The brokerage has a ‘buy’ call on the stock with a target price of ₹3,080, indicating an upside of 16 percent. “Titan Company's Q4FY23 revenue was 19 percent ahead of our expectation; however, due to lower-than-expected margin, EBITDA and adjusted PAT came in line with estimates,” said MOSL. As per the brokerage, Titan boasts of an outstanding track record that surpasses its peers, with superior short-term growth prospects, and exceptional long-term growth potential, all of which justify its high valuations. “There are no material changes to our FY24 and FY25 forecasts,” informed the brokerage.
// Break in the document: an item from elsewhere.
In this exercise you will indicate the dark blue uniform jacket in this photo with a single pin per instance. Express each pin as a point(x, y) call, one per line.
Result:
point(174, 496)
It also pointed out that Titan has been able to surmount two of the challenges on the back of a) exceptionally high wedding jewellery sales and b) the potential near-term impact of the gold price increase. It also said that Titan's outlook remains robust and it has ample opportunities for growth, given its market share of sub-10 percent in jewellery and the ongoing challenges faced by its unorganized and organized peers. Its medium-to-long-term earnings growth potential is unparalleled, added MOSL.